29. Rhabdoweisia Bruch & Schimp., Bryol. Eur. 1: 95 (fasc. 33–36. Mon. 1). 1846.
粗石藓属
Plants minute to small, dull green or yellowish green, in dense tufts. Stems erect, simple or branched, somewhat radiculose at base; central strand absent or present. Leaves strongly crispate when dry, erect to erect-spreading when moist, lanceolate to oblong-lanceolate or narrowly lingulate, somewhat keeled, acute or obtuse at the apex; margins usually recurved on one side below, serrulate to serrate above; costa narrow, subpercurrent to percurrent, with well developed guide cells and a dorsal stereid band in transverse section, ventral stereid band poorly developed or absent; upper cells subquadrate or irregularly hexagonal, usually broader than long, smooth; lower cells rectangular, hyaline or pale brown, lax and thin-walled; alar cells not much differentiated. Autoicous. Setae elongate, upper part twisted when dry, straight when moist, yellowish; capsules exserted, erect, symmetric, ovoid to short-cylindric, slightly contracted below the mouth, deeply 8-ribbed when dry; opercula strongly obliquely long-rostrate, nearly as long as the urns; annuli none; stomata present; peristome teeth 16, inserted slightly below the mouth, slender and irregular, undivided, with a low basal membrane, smooth or faintly and irregularly striolate. Calyptrae cucullate, smooth, entire at the base. Spores spherical, brownish, densely papillose.

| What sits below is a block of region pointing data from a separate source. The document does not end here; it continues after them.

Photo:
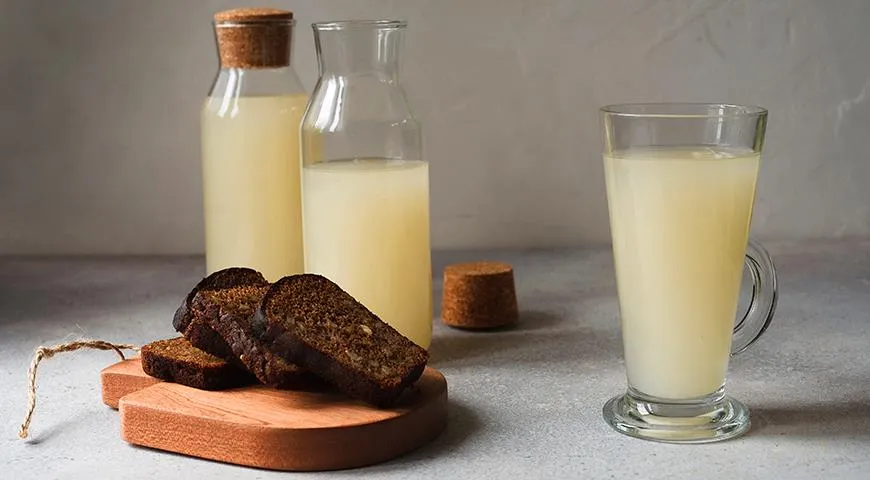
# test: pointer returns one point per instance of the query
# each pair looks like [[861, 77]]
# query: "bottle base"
[[714, 418]]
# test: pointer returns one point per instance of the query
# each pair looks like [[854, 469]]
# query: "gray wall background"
[[99, 122]]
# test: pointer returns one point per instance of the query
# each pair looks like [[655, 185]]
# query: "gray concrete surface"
[[525, 403]]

Index Muscorum (Wijk et al. 1967) listed eight species and several varieties of Rhabdoweisia from the world. Only four species were retained by Lawton (1961) in a revision of the genus Rhabdoweisia, in which the author placed R. sinensis in the synonymy of R. denticulata (= R. crispata) and R. laevidens in the synonymy of R. crenulata. Lawton (1961) did not consider the striolation of peristome teeth as a stable character, because she observed some mature capsules with intermediate stages of peristome teeth between smooth and striolate. However, four species in China are very distinctive in their gametophytes and sporophytes.